We are already in Stage 3: agents.

Software that doesn’t just answer, it acts. It books, files, reconciles, schedules, follows up, retries, escalates. It runs playbooks faster than a team of humans on their best day. I see narrow pilots of Stage 4 beyond that, self-improving and cross-system agents. I don’t want to guess how quickly that eats entire job families.

Here is the uncomfortable truth: you can’t unleash agents without automation underneath. Solid, boring automation. Even big companies in the Philippines haven’t automated many of their processes. That used to be a comfort. We are safe because the plumbing isn’t ready. Not anymore. The plumbing is getting built fast. Once it is in place, agents plug in and scale.

Yes, new jobs will appear. Experts say they concentrate around judgment, integration, and orchestration. But Stage 4 is coming into view: self-improving, cross-system agents. Can we compete with that? Can we keep pace? Can we actually unlearn our current personal programming and relearn new skills fast enough? I’m asking myself the same thing.

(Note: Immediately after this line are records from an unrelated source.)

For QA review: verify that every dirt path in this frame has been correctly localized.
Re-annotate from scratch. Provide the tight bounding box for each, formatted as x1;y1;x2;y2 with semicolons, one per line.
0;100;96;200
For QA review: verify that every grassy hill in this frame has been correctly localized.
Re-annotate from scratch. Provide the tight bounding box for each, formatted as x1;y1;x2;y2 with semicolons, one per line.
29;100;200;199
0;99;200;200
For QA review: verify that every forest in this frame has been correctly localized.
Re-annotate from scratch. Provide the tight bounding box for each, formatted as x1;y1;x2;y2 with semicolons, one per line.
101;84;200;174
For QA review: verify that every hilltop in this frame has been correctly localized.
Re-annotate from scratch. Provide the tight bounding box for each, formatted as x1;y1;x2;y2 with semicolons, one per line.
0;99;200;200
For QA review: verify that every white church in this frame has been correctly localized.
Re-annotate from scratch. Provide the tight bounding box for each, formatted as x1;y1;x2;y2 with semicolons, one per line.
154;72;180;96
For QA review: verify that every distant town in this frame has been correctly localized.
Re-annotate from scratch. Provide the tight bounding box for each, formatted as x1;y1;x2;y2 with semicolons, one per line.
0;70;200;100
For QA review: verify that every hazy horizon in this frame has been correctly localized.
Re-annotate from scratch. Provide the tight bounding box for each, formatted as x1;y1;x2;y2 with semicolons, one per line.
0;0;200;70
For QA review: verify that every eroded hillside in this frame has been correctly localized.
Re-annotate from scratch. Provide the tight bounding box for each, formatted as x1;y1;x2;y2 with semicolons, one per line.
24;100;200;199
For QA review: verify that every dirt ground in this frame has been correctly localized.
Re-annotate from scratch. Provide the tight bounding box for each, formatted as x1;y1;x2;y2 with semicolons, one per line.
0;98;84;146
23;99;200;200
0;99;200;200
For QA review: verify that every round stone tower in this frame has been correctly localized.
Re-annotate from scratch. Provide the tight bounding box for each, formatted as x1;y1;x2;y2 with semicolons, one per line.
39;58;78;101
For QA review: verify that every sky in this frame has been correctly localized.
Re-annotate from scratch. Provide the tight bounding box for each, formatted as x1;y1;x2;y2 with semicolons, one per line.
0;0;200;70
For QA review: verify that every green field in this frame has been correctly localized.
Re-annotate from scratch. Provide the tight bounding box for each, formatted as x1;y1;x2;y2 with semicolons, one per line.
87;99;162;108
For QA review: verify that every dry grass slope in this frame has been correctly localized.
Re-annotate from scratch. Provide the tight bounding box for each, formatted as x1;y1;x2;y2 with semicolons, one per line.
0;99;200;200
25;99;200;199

I think governments and business leaders are cushioning the blow. Maybe they have to. Maybe they don’t know what else to say. I can already feel it in our pipeline, and we’re not alone. When repeatable, rules-based work dries up, it doesn’t trickle. It drops. Multiply that across BPO, back office, admin, support. Do the math.

What then? In countries like the Philippines, where the government officials often look more focused on plunder self-preservation than public protection, who steps in when displacement spikes? If you think this ends with calm press releases, you are not paying attention. Mass job loss doesn’t just hurt wallets. It shifts politics, streets, and social order.


I hope I’m wrong. Truly. But if I’m right, pretending we are still in Stage 1 to 2 is reckless. People should already be building fallbacks: skills and roles closer to judgment, relationships, compliance, messy real-world execution, and the orchestration of automation and agents themselves. Companies should map which processes can be automated now and plan redeployment paths, not memos.

My fearless forecast for the next three (okay, maybe five) years: massive job loss in repeatable roles as automation matures and agents move from pilot to production. The first wave looks like efficiency. The second wave feels like we don’t need as many people. The third wave is social.

I’ll keep hiring where the demand exists. I’ll keep re-skilling my own team. I won’t sugarcoat it. Stage 3 is here, I already see Stage 4 pilots. If you still treat AI like chat, you’re already behind.